At a young age my family opened me to a wide variety of foods. Whether it was orange roughy or gar couvillion, we were exposed to exotic foods early on. Food was special for us. I remember when my father and I would make omelettes. It was the first time that my father and I truly bonded.
At the age of 23, I signed up for culinary school at Louisiana Culinary Institute in Baton Rouge, Louisiana. I was in between careers and was tired of bouncing from job to job. I always knew that I wanted to be a chef, but I just didn’t know how to turn that into a profitable career.
Being in culinary school was definitely challenging. One of the requirements, when I was in school, was that you needed 300 externship hours to graduate. With that, homework, and other bills, it made it hard to have a life.
However, culinary school was great overall. I met a lot of good people.
At the end of my first semester, I went to a school sponsored event called Gourmet in the Garden. I was paired with Bistro Byronz under Jon Lundin. I helped make their iconic dish, cornmeal waffles with frog legs and pepper jelly. I was in charge of frying up the frog legs. What I didn’t know was that I was doing my first stage, an unpaid internship test, and had aced it! That was how I earned my first line cook position.
The pay off
The service industry is definitely something that you have to be patient for the pay off. Trying to pay bills on 10 dollars an hour isn’t fun. For me, I believe being selected for an executive chef position at the age of 26 was my greatest achievement and a great pay off. It was confirmation that I was on the right path.
Another accomplishment was when I was a lead cook at 18Steak at L’Auberge Casino in Baton Rouge, LA, and there was a wine dinner that I invited my parents to. They had never eaten at any of the restaurants I had worked at before so this was a big deal for me. I had a hand in planning and producing the menu. I even made an amuse-bouche to make their experience even more special. When I went outside to ask how their meal was, my father stood up and gave me a hug. He then told me that he was so proud of me. It was all I needed to hear.
What Derek is cooking up now
Currently I am in the menu testing process with a fusion concept known as Meraki.
Meraki is a Greek word meaning from the soul or done with creativity. My wife, Nia, and I love studying world cultures. We also believe that food is the link between all cultures. Meraki celebrates this fact.
I love fusion cuisine.
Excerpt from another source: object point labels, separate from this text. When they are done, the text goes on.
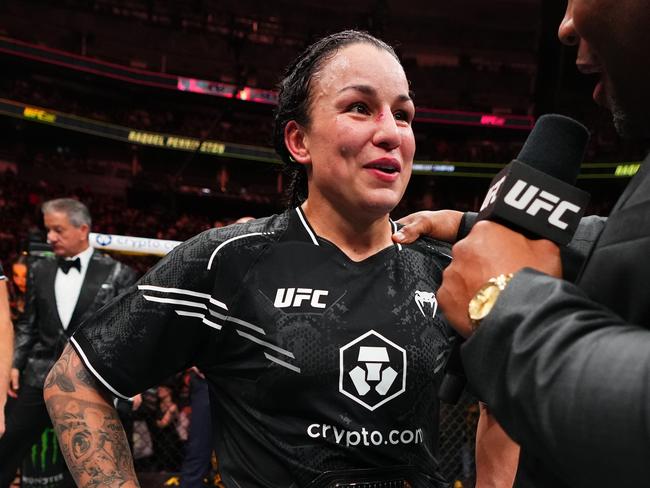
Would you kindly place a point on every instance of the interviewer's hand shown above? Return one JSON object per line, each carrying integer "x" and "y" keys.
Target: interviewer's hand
{"x": 489, "y": 250}
{"x": 440, "y": 224}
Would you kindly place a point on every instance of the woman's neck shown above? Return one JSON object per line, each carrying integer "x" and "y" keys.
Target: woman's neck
{"x": 359, "y": 237}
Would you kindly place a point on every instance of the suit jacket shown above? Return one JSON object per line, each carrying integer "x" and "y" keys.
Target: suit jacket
{"x": 565, "y": 367}
{"x": 39, "y": 334}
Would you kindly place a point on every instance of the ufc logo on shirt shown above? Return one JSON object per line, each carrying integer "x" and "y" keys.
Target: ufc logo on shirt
{"x": 295, "y": 297}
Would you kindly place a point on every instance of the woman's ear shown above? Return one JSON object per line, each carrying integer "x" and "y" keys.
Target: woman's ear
{"x": 296, "y": 141}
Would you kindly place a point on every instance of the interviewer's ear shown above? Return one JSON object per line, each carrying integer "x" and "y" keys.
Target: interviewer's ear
{"x": 297, "y": 142}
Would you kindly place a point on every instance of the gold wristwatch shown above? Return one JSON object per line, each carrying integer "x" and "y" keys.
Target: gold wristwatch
{"x": 484, "y": 300}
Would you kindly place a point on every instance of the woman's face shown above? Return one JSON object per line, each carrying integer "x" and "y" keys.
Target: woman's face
{"x": 20, "y": 276}
{"x": 359, "y": 144}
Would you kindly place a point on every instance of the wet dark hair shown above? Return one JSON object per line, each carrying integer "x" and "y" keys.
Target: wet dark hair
{"x": 294, "y": 99}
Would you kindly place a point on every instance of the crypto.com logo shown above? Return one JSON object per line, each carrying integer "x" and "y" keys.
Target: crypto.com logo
{"x": 372, "y": 370}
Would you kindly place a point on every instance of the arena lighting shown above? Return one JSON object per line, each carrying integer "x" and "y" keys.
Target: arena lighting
{"x": 128, "y": 74}
{"x": 266, "y": 154}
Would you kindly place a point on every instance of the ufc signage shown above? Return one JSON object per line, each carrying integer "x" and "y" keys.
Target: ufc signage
{"x": 527, "y": 197}
{"x": 296, "y": 297}
{"x": 534, "y": 203}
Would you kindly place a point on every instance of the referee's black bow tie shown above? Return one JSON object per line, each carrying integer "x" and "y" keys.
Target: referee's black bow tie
{"x": 66, "y": 264}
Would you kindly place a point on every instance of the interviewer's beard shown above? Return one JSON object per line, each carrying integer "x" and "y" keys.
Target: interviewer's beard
{"x": 629, "y": 123}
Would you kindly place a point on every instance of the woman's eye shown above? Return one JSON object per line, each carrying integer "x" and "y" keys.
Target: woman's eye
{"x": 359, "y": 108}
{"x": 402, "y": 115}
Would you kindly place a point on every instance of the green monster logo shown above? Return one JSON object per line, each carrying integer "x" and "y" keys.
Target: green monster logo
{"x": 44, "y": 449}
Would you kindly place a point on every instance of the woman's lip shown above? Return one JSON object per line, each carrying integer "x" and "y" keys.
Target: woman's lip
{"x": 382, "y": 175}
{"x": 384, "y": 162}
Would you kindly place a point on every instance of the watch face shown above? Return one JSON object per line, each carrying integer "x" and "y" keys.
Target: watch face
{"x": 483, "y": 301}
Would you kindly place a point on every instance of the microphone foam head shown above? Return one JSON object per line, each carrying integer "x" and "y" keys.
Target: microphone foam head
{"x": 556, "y": 146}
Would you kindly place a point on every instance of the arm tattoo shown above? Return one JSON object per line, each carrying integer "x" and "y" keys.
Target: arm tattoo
{"x": 90, "y": 434}
{"x": 93, "y": 442}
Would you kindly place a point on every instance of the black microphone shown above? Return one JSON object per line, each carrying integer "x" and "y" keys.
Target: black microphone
{"x": 533, "y": 195}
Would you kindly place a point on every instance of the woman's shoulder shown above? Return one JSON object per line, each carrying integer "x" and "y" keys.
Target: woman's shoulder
{"x": 440, "y": 251}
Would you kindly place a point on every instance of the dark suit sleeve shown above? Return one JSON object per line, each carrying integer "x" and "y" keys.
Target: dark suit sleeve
{"x": 567, "y": 378}
{"x": 25, "y": 328}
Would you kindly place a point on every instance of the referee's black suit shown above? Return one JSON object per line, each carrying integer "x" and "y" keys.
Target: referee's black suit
{"x": 40, "y": 338}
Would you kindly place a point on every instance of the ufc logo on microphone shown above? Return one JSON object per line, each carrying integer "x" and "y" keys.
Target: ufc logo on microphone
{"x": 294, "y": 297}
{"x": 524, "y": 196}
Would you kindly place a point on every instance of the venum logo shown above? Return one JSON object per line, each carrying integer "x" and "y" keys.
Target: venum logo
{"x": 524, "y": 196}
{"x": 424, "y": 298}
{"x": 372, "y": 370}
{"x": 294, "y": 297}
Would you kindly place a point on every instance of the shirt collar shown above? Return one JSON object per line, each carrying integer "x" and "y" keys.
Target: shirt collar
{"x": 84, "y": 257}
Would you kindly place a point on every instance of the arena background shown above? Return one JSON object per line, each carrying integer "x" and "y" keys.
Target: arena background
{"x": 157, "y": 114}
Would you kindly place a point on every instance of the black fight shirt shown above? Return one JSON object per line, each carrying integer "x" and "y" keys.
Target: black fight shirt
{"x": 317, "y": 363}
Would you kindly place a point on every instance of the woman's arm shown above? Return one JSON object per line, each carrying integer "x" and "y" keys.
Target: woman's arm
{"x": 91, "y": 436}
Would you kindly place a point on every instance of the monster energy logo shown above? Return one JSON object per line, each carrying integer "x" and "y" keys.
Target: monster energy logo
{"x": 40, "y": 452}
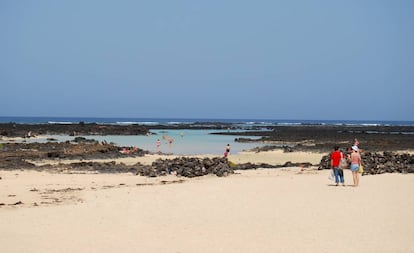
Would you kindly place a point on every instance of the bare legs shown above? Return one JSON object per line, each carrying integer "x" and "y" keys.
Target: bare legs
{"x": 355, "y": 177}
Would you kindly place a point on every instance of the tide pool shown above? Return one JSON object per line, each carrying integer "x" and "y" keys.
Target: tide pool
{"x": 186, "y": 142}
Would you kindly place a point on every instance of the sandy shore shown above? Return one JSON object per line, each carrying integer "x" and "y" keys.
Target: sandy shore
{"x": 279, "y": 210}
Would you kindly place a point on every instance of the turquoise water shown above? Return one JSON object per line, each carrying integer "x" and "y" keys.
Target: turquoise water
{"x": 186, "y": 142}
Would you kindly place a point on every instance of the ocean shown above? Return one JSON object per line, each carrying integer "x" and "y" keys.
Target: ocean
{"x": 186, "y": 142}
{"x": 167, "y": 121}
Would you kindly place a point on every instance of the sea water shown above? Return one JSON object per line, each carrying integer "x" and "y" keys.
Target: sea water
{"x": 186, "y": 142}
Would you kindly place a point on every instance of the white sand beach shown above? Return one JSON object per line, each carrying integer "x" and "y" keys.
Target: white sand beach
{"x": 264, "y": 210}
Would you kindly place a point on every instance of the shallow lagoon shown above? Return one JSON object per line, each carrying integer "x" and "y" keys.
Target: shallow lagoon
{"x": 186, "y": 142}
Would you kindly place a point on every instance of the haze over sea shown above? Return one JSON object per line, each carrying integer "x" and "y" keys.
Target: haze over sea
{"x": 186, "y": 142}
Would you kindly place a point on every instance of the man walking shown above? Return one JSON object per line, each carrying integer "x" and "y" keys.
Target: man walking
{"x": 336, "y": 156}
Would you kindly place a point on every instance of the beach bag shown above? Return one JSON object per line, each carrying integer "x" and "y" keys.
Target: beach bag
{"x": 331, "y": 176}
{"x": 343, "y": 164}
{"x": 361, "y": 169}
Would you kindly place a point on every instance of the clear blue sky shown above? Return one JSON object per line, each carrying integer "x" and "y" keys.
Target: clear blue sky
{"x": 271, "y": 59}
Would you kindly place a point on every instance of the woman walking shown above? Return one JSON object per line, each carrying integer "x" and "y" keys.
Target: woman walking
{"x": 355, "y": 163}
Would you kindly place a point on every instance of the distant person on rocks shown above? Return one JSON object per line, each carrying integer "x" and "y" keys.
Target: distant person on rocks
{"x": 356, "y": 142}
{"x": 355, "y": 163}
{"x": 336, "y": 156}
{"x": 227, "y": 151}
{"x": 158, "y": 145}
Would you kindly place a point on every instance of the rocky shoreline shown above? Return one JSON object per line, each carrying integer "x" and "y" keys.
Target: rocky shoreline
{"x": 374, "y": 140}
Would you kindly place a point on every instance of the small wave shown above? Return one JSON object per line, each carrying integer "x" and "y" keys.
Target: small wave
{"x": 62, "y": 122}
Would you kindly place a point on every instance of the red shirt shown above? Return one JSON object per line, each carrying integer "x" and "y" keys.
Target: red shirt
{"x": 336, "y": 158}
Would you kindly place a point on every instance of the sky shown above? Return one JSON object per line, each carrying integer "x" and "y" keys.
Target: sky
{"x": 237, "y": 59}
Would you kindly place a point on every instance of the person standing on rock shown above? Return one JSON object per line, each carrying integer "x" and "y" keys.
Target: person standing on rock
{"x": 158, "y": 145}
{"x": 355, "y": 163}
{"x": 226, "y": 153}
{"x": 336, "y": 156}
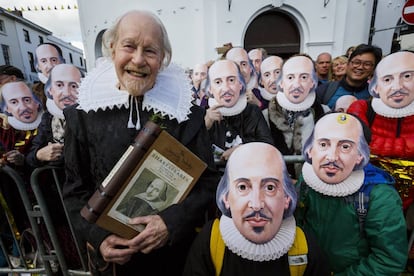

Taking two concepts that are completely different and meshing them together. No greater feeling for me.
I also at the moment motivate and mentor others to realize their own potential. I have been described as a big brother or even a father figure to some. I try to give talks at high schools and my alma mater when my schedule allows me. In my talks, I often tell students to stay humble and patient. This career is a long term investment and the payout is worth it.
What the future holds for Derek
I want to continue to develop my leadership skills so that I can run a chain of food trucks. From a business point of view, it is like owning a restaurant with half of the financial responsibility. The flow of business is entirely in my court, and I love that. I want to keep the fusion concept alive so two items that would most likely be on the menu would be Aleppo pepper fried rice with palm oil and doro wat tacos with teff tortillas
The advice I would give someone looking to be in the food industry is to be a sponge and learn from reliable people around you. Definitely be strong and most of all be patient. Dreams take time to be realized.